I could go on but you get the picture. Typically, there is a honeymoon phase after a new president is elected. This phase has run its course. There are 14 trading days left in 2016 and any new highs are likely to be made before Christmas. After Christmas, investors may begin to worry and once into January and a new tax year, the selling could be dramatic. Do you remember January 2016? The market was not nearly as overextended as it is today and the Dow fell -2,150 points in just two weeks. Entering into a new tax year allows traders to capture profits and invest that money for another year before paying taxes.

Dow - January 2016

We also have the potential for a really messy inauguration or even a terrorist attack at the event. That potential will give cautious investors another reason to take profits in January.

I am recommending a long put on the Russell ETF. There is no stock vehicle we can use other than the VXX to capitalize on a market sell off. The VXX is flawed and while it may go up, it may not go up enough to make it worthwhile and it is volatile from day to day. I chose the Russell ETF because the premiums are cheap and the volatility should work in our favor. If you cannot use options then I suggest you buy the VXX shares at the first sign of market weakness after Christmas.

There is also another trigger factor to consider. The Dow is approaching 20,000 and that could be a massive sell the news event given the big gains.
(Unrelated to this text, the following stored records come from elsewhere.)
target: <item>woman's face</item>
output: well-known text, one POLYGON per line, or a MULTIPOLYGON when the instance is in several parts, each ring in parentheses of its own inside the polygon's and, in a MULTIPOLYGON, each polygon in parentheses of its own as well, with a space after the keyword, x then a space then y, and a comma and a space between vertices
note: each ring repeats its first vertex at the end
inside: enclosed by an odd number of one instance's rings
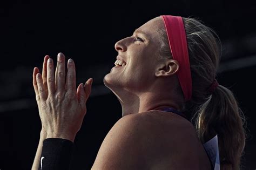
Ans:
POLYGON ((160 17, 150 20, 137 29, 132 36, 116 43, 117 57, 126 64, 113 67, 105 76, 106 86, 114 91, 120 88, 140 92, 150 86, 156 78, 156 51, 160 46, 157 30, 161 22, 160 17))

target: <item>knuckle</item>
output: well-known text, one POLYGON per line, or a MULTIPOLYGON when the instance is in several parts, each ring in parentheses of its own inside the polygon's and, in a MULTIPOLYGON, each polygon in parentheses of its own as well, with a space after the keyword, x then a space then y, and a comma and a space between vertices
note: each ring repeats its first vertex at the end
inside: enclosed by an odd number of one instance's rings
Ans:
POLYGON ((57 61, 58 63, 61 64, 63 63, 63 60, 62 58, 59 58, 57 61))
POLYGON ((60 100, 63 98, 63 94, 61 93, 57 93, 55 95, 55 99, 57 100, 60 100))
POLYGON ((69 99, 73 99, 76 96, 75 93, 72 93, 70 91, 68 91, 68 93, 66 94, 66 96, 69 99))
POLYGON ((52 77, 49 77, 47 79, 47 82, 48 83, 51 83, 54 81, 54 79, 52 77))
POLYGON ((37 101, 40 101, 40 96, 39 94, 36 95, 36 100, 37 101))
POLYGON ((69 79, 71 79, 73 78, 73 75, 72 74, 68 74, 68 78, 69 79))
POLYGON ((39 93, 42 93, 44 92, 44 89, 43 89, 43 87, 39 87, 38 88, 38 91, 39 92, 39 93))

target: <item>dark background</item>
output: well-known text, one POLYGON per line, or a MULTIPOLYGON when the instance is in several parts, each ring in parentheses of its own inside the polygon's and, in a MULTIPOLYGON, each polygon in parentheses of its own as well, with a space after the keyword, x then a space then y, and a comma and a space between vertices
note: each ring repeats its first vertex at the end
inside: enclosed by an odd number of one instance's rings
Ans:
POLYGON ((104 138, 122 117, 103 78, 114 66, 114 44, 161 15, 198 17, 223 45, 219 83, 235 94, 250 133, 242 162, 256 168, 256 7, 245 1, 0 2, 0 169, 29 169, 41 130, 32 74, 49 55, 72 58, 77 85, 93 78, 87 112, 77 135, 73 169, 89 169, 104 138))

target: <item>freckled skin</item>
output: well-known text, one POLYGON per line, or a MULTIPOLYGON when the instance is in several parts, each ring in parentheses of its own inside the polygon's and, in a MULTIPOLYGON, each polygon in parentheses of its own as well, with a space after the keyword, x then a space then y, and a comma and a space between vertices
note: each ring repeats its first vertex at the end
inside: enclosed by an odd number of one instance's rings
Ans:
POLYGON ((127 64, 113 68, 105 76, 104 84, 119 100, 123 117, 137 117, 146 131, 148 130, 141 134, 146 137, 143 140, 149 148, 144 154, 147 160, 145 167, 210 169, 210 161, 192 124, 174 113, 156 111, 166 107, 179 110, 184 102, 176 88, 179 86, 176 74, 179 63, 171 59, 160 60, 156 56, 160 43, 156 30, 160 26, 164 25, 157 17, 116 43, 118 55, 127 64))

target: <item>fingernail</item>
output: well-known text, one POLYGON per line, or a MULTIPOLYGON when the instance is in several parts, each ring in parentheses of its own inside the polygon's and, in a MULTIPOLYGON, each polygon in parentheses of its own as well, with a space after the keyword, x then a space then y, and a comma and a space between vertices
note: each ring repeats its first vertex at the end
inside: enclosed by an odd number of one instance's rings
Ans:
POLYGON ((59 52, 59 53, 58 54, 58 56, 59 56, 59 57, 62 57, 64 56, 64 55, 62 52, 59 52))
POLYGON ((51 59, 51 58, 49 58, 49 59, 48 59, 48 60, 47 60, 47 63, 52 63, 52 59, 51 59))

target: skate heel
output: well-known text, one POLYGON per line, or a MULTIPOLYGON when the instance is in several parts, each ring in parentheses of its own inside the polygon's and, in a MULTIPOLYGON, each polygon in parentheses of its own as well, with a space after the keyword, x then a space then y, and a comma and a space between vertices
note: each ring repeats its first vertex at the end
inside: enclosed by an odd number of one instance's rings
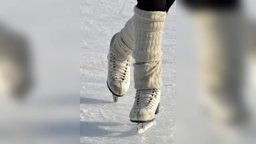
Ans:
POLYGON ((158 104, 157 108, 156 108, 155 115, 157 114, 158 112, 159 112, 159 105, 160 105, 160 103, 158 104))

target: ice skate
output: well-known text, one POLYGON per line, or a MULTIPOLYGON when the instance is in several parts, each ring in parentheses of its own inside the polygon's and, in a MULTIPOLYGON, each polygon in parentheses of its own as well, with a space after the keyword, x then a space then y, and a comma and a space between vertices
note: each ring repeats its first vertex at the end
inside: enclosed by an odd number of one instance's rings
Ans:
POLYGON ((130 86, 131 60, 118 60, 110 49, 108 62, 107 84, 116 102, 118 97, 124 96, 130 86))
POLYGON ((134 103, 130 113, 130 120, 138 123, 138 133, 144 132, 156 124, 155 115, 158 113, 160 99, 160 90, 136 91, 134 103))

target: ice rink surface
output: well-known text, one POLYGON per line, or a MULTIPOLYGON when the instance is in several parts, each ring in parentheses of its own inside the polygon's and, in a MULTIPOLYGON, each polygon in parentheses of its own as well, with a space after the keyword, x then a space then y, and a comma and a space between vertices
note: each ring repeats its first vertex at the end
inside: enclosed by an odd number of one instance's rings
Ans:
POLYGON ((163 86, 157 124, 138 134, 137 124, 131 122, 129 117, 136 92, 133 67, 130 89, 117 103, 113 102, 106 84, 110 40, 133 15, 136 1, 81 0, 80 3, 80 143, 175 143, 176 3, 167 15, 163 33, 163 86))

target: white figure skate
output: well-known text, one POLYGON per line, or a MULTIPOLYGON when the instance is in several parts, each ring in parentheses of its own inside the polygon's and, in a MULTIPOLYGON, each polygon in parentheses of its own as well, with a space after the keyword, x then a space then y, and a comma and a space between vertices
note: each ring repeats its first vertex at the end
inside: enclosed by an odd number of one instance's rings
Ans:
POLYGON ((138 123, 137 131, 139 134, 156 124, 155 115, 159 112, 160 99, 161 90, 136 91, 134 103, 130 113, 130 120, 138 123))
POLYGON ((111 49, 109 51, 108 58, 107 84, 113 93, 114 102, 116 102, 118 97, 124 96, 130 86, 131 60, 117 59, 111 49))

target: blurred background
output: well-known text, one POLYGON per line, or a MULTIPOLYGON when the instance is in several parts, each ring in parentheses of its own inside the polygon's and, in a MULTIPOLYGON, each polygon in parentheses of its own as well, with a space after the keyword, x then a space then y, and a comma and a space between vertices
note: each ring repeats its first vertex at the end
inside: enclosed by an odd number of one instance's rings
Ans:
POLYGON ((0 143, 79 143, 79 1, 0 1, 0 143))
POLYGON ((177 6, 177 143, 255 143, 255 1, 177 6))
Since the Dow could hit that level this week I am recommending we initiate our long put position in advance.

Because the market could still rise, I want to follow the IWM higher and enter the position only when the ETF rolls over.

The ETF has short-term support at 137.75 and again at $137.25. I am recommending we enter the position with a dip to $137. If the Russell continues higher, I will continue raising the entry point as needed.

Position 12/12/16 with an IWM trade at $137.00

Long Feb $134 put @ $3.38, see portfolio graphic for stop loss.

VXX - Volatility Index Futures - ETF Description


Big drop in the VXX after the +175 point spike in the Dow. This is just a temporary event. Be patient.

Original Trade Description: December 28th

The VXX is a short-term volatility product based on the VIX futures. As a futures product it has the rollover curse. Every time they roll to a new futures contract, they have to pay a premium and that lowers the price of the ETF. It is a flawed product with a perpetual decline built in from the monthly roll over in the futures contracts.

As evidence of this flaw, they have now done four 1:4 reverse stock splits. The last four reverse splits occurred at $13.11 (11/2010), $8.77 (10/2012), $12.84 (11/2013), $9.52 (8/8/16). The prospectus says it can reverse split anytime it trades under $25 for a prolonged period and the splits will always be 1:4.

After the August split the ETF moved sideways for four weeks at $36. I think everyone was waiting for the typical August volatility. When it did not show up and the market rallied on Friday that support broke. And the decline began.

We exited the last short at $26.65 for a $7 gain back on December 13th. I am expecting the January volatility to lift the VXX back to $30. That will give us a great entry for the expected market rally in Feb/Jan where the VXX will crash again.

Unfortunately, put options are expensive with a volatility instrument at this price level. The only recommendation is to short the ETF and forget it. This will be a long-term position. This is not a 2-3 week play. I can guarantee you, if history holds, we can play this until it splits 1:4 again at $10. We may have to rotate in and out a couple times but it will eventually go to $10. Once we are in the position and profitable I will put a trailing stop loss on it. If the stop is hit we will take profits and then look for a bounce to get back in. We could keep this play in the portfolio on a trading basis permanently.

I am putting an entry trigger on the position at $29.50, a level we saw on December 1st. I would expect this to be hit in early January. The VXX could rise well over $30 if the market really corrects so I am not putting a stop loss on the position until the correction is over.

With a VXX trade at $29.50

Short VXX shares, currently $24.62, no initial stop loss.

No options recommended because of price.